Auch auf dem Gebiet des Verbraucherschutzes ist das Bild von der "bösen USA", die ihre Chlorhähnchen importieren möchte, höchst einseitig. So wollen die im europäischen Lobbyverband EU-Business zusammengeschlossenen Unternehmen erreichen, dass das Importverbot für europäisches Rindfleisch und die Qualitätskontrollen für Milch in den USA entschärft, d.h. dem europäischen Standard, angepasst werden.
Was in den Augen der Unternehmerlobby ein Handelshemmnis ist, war die Konsequenz der Diskussionen über kontaminierte Nahrungsmittel. Wenig bekannt ist, dass in den USA in fast der Hälfte der Bundesstaaten Produkte mit gentechnisch veränderten Bestandteilen gekennzeichnet werden müssen. Dagegen laufen US-Konzerne Sturm.

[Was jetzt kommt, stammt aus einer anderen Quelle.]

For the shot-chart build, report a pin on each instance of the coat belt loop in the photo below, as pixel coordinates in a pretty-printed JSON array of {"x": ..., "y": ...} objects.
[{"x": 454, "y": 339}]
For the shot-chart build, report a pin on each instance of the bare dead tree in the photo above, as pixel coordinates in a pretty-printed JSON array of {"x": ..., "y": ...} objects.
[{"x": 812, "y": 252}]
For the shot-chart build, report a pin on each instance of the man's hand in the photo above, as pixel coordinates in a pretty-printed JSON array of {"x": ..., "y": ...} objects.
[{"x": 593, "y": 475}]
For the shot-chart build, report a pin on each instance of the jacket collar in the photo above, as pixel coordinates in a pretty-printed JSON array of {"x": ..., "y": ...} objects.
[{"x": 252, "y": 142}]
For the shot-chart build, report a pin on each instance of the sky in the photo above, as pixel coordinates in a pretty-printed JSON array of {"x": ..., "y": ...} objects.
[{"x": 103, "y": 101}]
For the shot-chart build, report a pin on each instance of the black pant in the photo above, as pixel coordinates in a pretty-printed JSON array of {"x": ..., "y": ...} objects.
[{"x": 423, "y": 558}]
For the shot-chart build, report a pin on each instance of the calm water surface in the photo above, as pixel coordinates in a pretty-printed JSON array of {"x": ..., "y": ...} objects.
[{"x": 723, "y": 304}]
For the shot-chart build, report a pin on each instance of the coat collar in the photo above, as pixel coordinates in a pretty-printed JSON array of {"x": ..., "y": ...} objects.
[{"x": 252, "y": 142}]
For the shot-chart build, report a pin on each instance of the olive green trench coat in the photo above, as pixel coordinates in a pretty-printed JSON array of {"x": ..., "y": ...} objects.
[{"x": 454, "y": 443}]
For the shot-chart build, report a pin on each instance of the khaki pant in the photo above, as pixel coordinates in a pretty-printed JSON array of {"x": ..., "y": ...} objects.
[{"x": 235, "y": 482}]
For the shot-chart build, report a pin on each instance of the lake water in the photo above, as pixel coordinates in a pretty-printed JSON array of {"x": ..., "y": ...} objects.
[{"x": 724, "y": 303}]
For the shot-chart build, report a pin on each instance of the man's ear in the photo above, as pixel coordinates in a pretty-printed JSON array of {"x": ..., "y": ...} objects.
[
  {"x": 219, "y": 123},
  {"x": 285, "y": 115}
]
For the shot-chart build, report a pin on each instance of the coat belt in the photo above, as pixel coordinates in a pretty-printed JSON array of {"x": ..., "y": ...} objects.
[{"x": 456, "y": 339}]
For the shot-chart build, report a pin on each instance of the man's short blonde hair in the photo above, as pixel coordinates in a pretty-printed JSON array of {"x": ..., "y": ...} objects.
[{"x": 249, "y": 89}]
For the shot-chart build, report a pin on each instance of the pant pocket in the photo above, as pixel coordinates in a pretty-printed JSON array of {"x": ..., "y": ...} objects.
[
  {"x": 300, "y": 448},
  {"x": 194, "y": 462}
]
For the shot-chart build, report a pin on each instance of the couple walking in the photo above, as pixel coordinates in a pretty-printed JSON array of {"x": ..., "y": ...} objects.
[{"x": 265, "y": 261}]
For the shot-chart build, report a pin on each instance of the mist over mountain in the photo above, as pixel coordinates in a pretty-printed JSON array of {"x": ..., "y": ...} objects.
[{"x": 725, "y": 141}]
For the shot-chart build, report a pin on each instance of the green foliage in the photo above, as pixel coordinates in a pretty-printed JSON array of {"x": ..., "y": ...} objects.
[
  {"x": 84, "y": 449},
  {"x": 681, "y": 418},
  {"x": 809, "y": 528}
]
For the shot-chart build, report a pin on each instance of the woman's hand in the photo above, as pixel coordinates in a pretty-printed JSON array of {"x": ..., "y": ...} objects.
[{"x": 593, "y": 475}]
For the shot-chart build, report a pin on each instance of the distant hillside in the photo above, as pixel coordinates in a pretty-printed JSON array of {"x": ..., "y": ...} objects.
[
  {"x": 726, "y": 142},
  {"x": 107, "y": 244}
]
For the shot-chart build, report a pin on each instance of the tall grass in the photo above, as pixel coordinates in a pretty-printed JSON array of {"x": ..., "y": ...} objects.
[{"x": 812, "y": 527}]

Eine TTIP-kritische Bewegung, die diese unterschiedlichen Interessen zum Ausgangspunkt ihrer politischen Arbeit macht, wäre davor gefeit, sich zum Spielball von Standortinteressen zwischen EU und USA zu machen. Allerdings wäre es natürlich die Frage, ob sie dann so mobilisierungsfähig wäre, wie sie es zurzeit scheint. Dann würde sich also erweisen, ob es den Kritikern der Freihandelszone um eine kapitalismuskritische Perspektive geht oder ob das Schwungrad vor allem USA-Kritik ist.